Monday, May 9, 2016

The Best Dividend ETF to Consider

I pick my own dividend paying stocks in my taxable accounts, and wouldn’t have it any other way. I know some of you have mentioned that they have absolutely no time to dedicate to picking stocks. It makes sense – if you are working 60 hours/week, and have a lot of other responsibilities, you might not have any time for picking stocks. I get it. I also know that some do not enjoy the process of developing and following their own plan. So when some readers have historically asked me for the best dividend ETF, I was unable to answer this question. And I was against dividend ETF's in general.

I have previously been unable to answer this question on the Best Dividend ETF, because most products out there had high expense ratios or have had dividend payments that were not growing overall. In my search for a good dividend ETF or fund I would be looking for something like:

- Look for consistently growing dividends

- Low portfolio turnover

- Low cost

- Some track record of regular dividend increases


For example, while I like the S&P Dividend Aristocrats index, the equal weight ETF based on it (NOBL) doesn’t have a long enough track record to consider, as it was launched at the end of 2013. I do like the fact that it was equally weighted. however, it has an annual fee of 0.35%, which is highway robbery if you ask me. An investor can easily create their own dividend ETF with Motif Investing and pay $9.95 in total to buy up to 30 individual stocks at once.

During my search, I found Schwab US Dividend Equity ETF (SCHD). This ETF includes 100 quality dividend growth stocks, and weights them by market capitalization. These companies are selected using measures of both fundamental strength and dividend performance. No company is allowed to have a weight higher than 4.50% - which is a good risk management procedure.

One of the requirements for companies in the fund is a 5 year history of annual dividend increases, and a ten year history of paying consecutive annual dividends.

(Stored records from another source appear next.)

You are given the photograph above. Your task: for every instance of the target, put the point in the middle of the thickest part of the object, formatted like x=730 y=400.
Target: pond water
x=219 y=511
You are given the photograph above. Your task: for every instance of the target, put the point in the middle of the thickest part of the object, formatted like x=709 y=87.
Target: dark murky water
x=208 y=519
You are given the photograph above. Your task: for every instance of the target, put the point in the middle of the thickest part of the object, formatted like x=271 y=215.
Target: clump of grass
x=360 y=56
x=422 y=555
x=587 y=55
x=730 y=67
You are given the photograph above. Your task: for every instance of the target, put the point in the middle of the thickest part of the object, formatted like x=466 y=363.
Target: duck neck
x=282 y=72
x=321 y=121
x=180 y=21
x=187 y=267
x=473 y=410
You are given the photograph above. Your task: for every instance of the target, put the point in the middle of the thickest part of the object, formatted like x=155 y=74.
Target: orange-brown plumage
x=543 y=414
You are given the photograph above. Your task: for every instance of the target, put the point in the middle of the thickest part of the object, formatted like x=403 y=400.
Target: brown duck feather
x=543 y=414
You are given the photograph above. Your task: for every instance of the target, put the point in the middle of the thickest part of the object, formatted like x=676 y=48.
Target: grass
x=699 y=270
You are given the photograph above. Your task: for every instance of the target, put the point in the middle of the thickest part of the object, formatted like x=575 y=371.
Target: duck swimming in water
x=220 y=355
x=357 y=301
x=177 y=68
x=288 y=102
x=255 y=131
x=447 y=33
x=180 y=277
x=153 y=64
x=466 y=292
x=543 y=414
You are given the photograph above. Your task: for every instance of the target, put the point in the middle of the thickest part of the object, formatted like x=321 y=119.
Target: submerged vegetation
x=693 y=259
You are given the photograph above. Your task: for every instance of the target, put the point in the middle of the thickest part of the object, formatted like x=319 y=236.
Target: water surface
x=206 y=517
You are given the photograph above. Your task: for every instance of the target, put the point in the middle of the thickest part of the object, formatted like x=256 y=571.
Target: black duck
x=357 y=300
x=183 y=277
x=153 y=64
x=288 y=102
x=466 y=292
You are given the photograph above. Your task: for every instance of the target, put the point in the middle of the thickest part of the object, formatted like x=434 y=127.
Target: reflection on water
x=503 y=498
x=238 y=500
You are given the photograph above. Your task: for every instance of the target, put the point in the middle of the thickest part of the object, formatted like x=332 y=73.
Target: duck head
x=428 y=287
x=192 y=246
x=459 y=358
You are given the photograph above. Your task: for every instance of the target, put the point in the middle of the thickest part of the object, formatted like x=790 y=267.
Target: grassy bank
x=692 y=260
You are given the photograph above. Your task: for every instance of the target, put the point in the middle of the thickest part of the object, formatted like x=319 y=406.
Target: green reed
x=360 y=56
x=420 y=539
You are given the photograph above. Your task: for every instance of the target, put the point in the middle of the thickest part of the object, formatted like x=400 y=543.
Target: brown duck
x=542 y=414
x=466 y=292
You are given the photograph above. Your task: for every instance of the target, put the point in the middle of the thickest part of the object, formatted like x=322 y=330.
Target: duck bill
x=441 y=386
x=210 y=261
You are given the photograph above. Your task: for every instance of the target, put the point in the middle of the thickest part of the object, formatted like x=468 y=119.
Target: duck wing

This should weed out some companies with inconsistent dividend payouts.

In addition, no sector is allowed to take more than 25% of the portfolio – which is another safety procedure to avoid concentration in one sector that goes bad. This is also the cheapest dividend ETF out there with an annual cost of 0.07%. This means that if you invest $100, you would pay 7 cents/year to the fund provider. If you purchase this ETF at broker Charles Schwab, you won’t pay a commission on the transaction.

The nicest thing is that the fund has managed to grow its annual dividends in 2012, 2013, 2014 and 2015. It is on track to have raised dividends for 5 years in a row by the end of 2016.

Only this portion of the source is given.